Diabetes was recently shown to decrease the progression of aortic disease by direct metabolic effects as well as modulation of inflammation in the aortic wall. In mice with experimentally induced hyperglycemia, the expansion rate of abdominal aortic aneurysms was significantly attenuated.11
In clinical studies, diabetes was found to be associated with a reduced prevalence and expansion rate of abdominal aortic aneurysms, and this was correlated with decreased secretion of metalloproteinases by aortic inflammatory cells from diabetic patients.12,28
Hyperglycemia is also associated with reduced adventitial neovascularization and decreased infiltration of inflammatory cells into the medial layer of the aorta.29
These processes could also inhibit the progression of TAAD by reduction of vascular smooth muscle cell death and extracellular matrix degradation. Alternatively, it is possible that TAAD may protect against the development of diabetes. TAAD is associated with increased circulating concentrations of insulin-like growth factor 1, an endocrine peptide with potent antidiabetic effects.30,31
Further experimental evidence will be required to determine the plausibility of these various pathophysiologic explanations for our findings.

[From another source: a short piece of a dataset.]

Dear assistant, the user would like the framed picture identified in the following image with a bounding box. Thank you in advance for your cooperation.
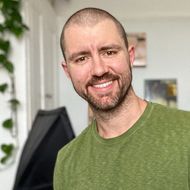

We found that diabetes is associated with a 40% to 80% reduction in the rate of hospitalization due to TAAD and is as important as hypertension as a predictor in our multivariate model. Using NIS data, we estimate that TAAD was diagnosed in at least 15 per 100 000 US adults in 2006. This compares favorably with annual estimates of 10.5 to 14.8 cases of TAAD per 100 000 persons in Rochester, Minnesota between 1980 and 1994 and 10.7 to 16.3 cases per 100 000 persons in Sweden between 1987 and 2002.32,33
The prevalence of TAAD is increased 10-fold in hospitalized patients compared with the general population, indicating that TAAD is a major cause of morbidity and mortality. The principal implication of our findings is that diabetes is negatively associated with hospitalization due to TAAD. Patients with diabetic complications related to the severity or persistence of diabetes have the lowest rates of TAAD. Future research should seek to determine whether there is a direct vascular protective effect of hyperglycemia on the aortic wall and to disentangle the molecular pathways that mediate this effect. Another implication is that future studies of TAAD treatment should consider diabetes in predictive models of aneurysm expansion or dissection.